# Probability of fraud detection in the machine vote control count

26.11.2022

Authors: Nikola Tulechki Laura Tolosi

Summary

How many polling stations should be checked to detect vote manipulation hidden in the machine code?

*While the style of this post is tongue-in-cheek, it seriously illustrates how even a minimal sampling of notes from the
voting machines would detect a hidden attempt at vote manipulation in the software*

Let’s play the following scenario: Theo has unrestricted access to the code of the voting machines. He’s skillful enough to be able to rewrite it so that he can do whatever he wants. He is determined to take malicious advantage of this access, in order to improve the result of his beloved party (LB).

Theo will add a few lines of code to “nudge up” the *LB* score by ten percent.
To do this, each machine would have to automatically replace the vote of every tenth voter
and record one more vote for LB instead of the party they voted for.

So far so good, but Theo knows that in addition to the memory entry, the machine also prints out a note,

which the voter drops into the box.
If he looks at it and it says *LB* instead of the party he really voted for,
he’ll complain to the committee members and the replacement plan will fail.

So Theo decides to instruct the machine to print out a note with the voter’s real vote, but to record a vote for *LB* in memory.
Thus the voter is successfully fooled and
to detect the fraud, the notes in the box must be compared with the data in the machine’s memory.

Theo knows that such an examination won’t be performed in all sections, so he decides to calculate the probability of his manipulation being detected when a given number of sections are randomly examined.

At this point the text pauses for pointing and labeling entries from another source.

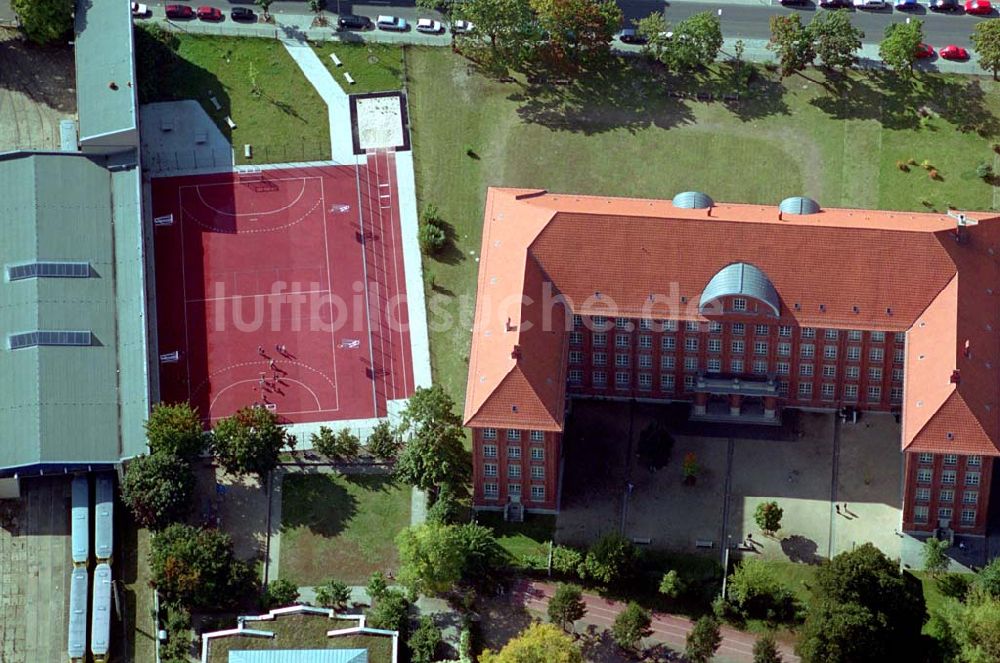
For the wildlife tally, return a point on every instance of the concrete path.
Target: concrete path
(671, 630)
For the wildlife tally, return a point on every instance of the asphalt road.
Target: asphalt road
(745, 19)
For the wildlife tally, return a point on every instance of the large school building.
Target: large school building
(740, 310)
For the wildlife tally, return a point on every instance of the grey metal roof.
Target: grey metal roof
(740, 279)
(799, 205)
(692, 200)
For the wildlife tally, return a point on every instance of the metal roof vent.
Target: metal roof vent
(799, 205)
(692, 200)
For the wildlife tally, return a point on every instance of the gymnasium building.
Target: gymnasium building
(742, 311)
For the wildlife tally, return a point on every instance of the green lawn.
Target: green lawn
(621, 134)
(340, 526)
(374, 67)
(284, 120)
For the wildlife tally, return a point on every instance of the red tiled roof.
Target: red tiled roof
(838, 268)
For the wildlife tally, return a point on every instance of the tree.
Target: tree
(703, 640)
(434, 454)
(768, 517)
(196, 567)
(898, 49)
(425, 641)
(175, 428)
(986, 43)
(936, 560)
(382, 442)
(765, 650)
(836, 39)
(279, 593)
(343, 445)
(538, 642)
(792, 42)
(631, 625)
(250, 441)
(566, 605)
(334, 594)
(44, 21)
(157, 489)
(611, 559)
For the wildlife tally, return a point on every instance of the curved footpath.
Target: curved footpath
(671, 630)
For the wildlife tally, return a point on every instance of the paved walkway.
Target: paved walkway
(671, 630)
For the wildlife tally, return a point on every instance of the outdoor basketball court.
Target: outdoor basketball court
(283, 288)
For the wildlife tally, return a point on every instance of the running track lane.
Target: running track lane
(669, 629)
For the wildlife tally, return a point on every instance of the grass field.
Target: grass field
(621, 134)
(374, 67)
(340, 526)
(256, 83)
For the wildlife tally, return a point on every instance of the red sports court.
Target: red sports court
(283, 289)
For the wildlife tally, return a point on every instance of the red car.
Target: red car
(179, 11)
(979, 7)
(209, 14)
(953, 52)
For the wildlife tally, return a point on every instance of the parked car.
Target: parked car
(353, 22)
(631, 36)
(179, 11)
(953, 52)
(429, 25)
(391, 23)
(242, 14)
(206, 13)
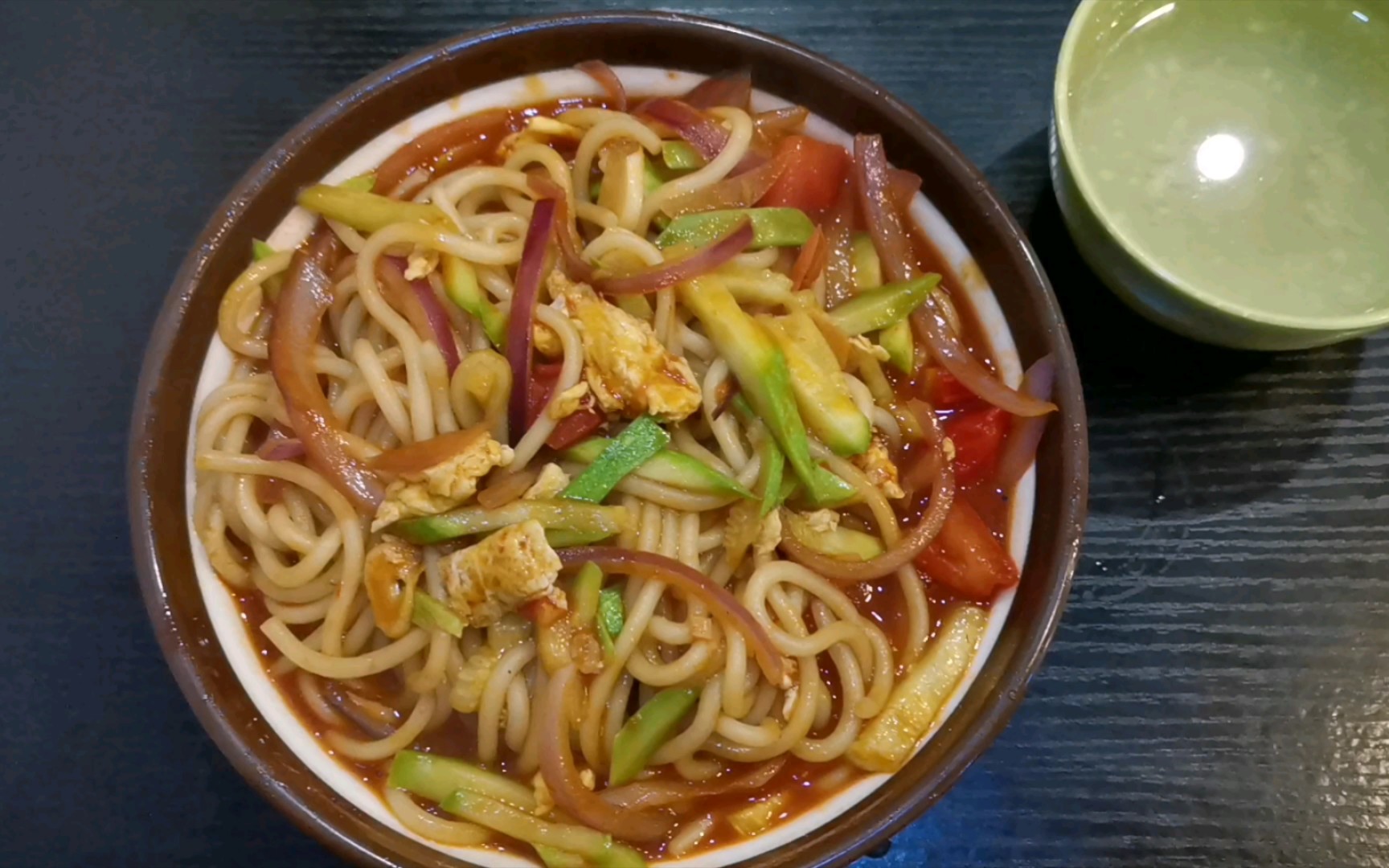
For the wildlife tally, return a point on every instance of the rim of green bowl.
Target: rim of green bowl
(1071, 154)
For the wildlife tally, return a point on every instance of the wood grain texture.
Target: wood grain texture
(1215, 694)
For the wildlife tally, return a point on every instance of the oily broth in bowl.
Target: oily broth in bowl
(244, 645)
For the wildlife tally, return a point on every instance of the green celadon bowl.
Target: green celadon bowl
(1224, 164)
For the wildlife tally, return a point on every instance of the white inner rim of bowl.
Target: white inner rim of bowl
(295, 228)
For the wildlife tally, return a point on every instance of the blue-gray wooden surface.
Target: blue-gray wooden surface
(1215, 694)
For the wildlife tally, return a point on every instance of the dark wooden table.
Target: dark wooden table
(1215, 694)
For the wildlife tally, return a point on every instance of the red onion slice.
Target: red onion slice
(889, 238)
(278, 448)
(735, 91)
(612, 85)
(1021, 446)
(903, 551)
(738, 190)
(658, 793)
(694, 265)
(299, 313)
(953, 356)
(438, 322)
(561, 776)
(702, 133)
(839, 271)
(567, 235)
(522, 311)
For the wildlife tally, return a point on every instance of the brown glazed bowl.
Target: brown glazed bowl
(186, 324)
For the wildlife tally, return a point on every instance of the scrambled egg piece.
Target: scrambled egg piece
(391, 571)
(878, 467)
(568, 402)
(511, 567)
(546, 342)
(444, 486)
(465, 694)
(625, 366)
(420, 263)
(543, 799)
(822, 521)
(547, 485)
(870, 347)
(768, 536)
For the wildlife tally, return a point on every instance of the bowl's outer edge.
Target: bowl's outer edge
(186, 322)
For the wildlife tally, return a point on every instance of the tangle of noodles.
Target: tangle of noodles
(788, 658)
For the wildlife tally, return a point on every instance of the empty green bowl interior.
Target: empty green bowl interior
(1239, 149)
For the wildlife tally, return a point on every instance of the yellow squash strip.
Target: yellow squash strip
(889, 740)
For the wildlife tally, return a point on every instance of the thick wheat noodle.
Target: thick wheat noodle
(757, 259)
(919, 612)
(434, 828)
(570, 372)
(350, 238)
(389, 746)
(318, 588)
(494, 694)
(346, 517)
(242, 301)
(715, 170)
(688, 837)
(383, 389)
(284, 530)
(617, 127)
(310, 686)
(299, 612)
(624, 240)
(436, 657)
(699, 730)
(328, 665)
(518, 714)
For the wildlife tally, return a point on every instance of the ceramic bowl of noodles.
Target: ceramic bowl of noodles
(608, 440)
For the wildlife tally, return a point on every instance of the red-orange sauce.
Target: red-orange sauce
(883, 602)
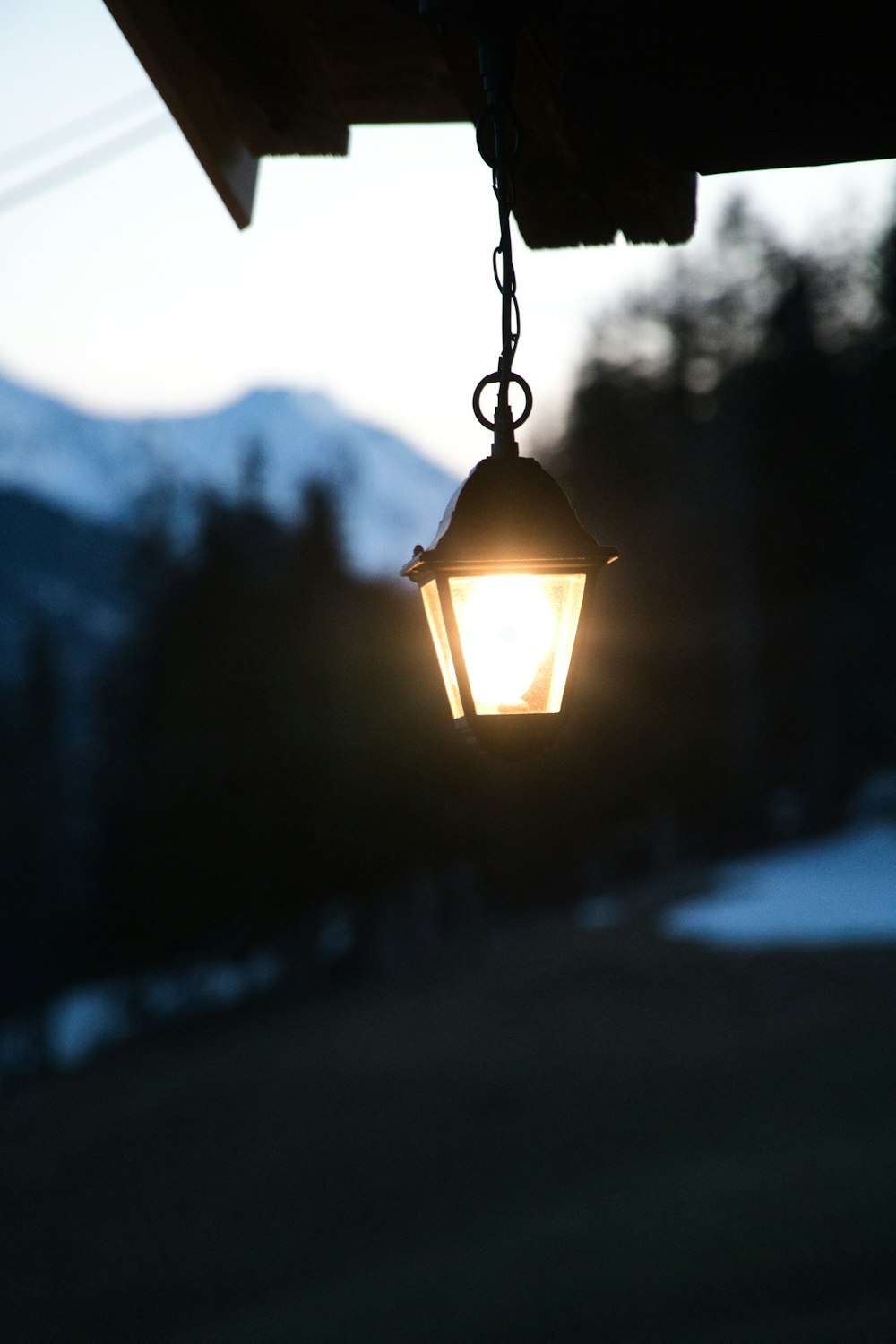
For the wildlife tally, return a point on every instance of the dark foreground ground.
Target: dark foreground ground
(549, 1137)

Obviously if every machine is compromised the probability is 100%, because even if one section is examined, the difference between the protocol and the notes will be detected.

*However, is there any way to add a condition in the code,
that would reduce the number of machines that have been manipulated so that the probability of being detected on inspection is acceptably small..*

Theo is naturally very good at math (as well as at Google search). He quickly finds the answer to his question in this post on StackExchange.

Theo learns that the distribution of selected elements (in this case compromised sections) in a random sample without repetition is hypergeometric. It can be calculated with the following equation

$\mathsf P(W=k) = \dfrac{\dbinom{K}{k}~\dbinom{N-K}{n-k}}{\dbinom{N}{n}} \qquad \Big[0\leq k\leq \min(K, n) \leq \max(K, n) \leq N\Big]$

Където:

- $N$ is the population size (total number of sections = 13000)
- $K$ is the total number of selected elements (compromised sections)
- $n$ is the sample size
- $k$ is the number of selected items in the sample (in this case 0)
- $P(W=k)$ is the probability of having $k$ elements in the sample

Theo doesn’t even have to calculate it by hand. He can use this hypergeometric calculator, to calculate the different scenarios:

Theo is a risk taker and decides to check on the number of machines necessary to ensure that the probability of getting caught is smaller than the probability not to be caught or $P(W=k)>0.5$.

Here are the results:

- With 10% sampling control, $K=1300$ the maximum number of sections he can manipulate is
*6* - With 5% sample control, $K=650$ the maximum number of sections is
*14* - Even if only 1% of sections are examined $K=130$, if Theo manipulates more than
*70*sections, the probability of getting caught is greater than 50%

Theo is not at all happy with the result and quickly realizes that it is pointless to go through all the hustle.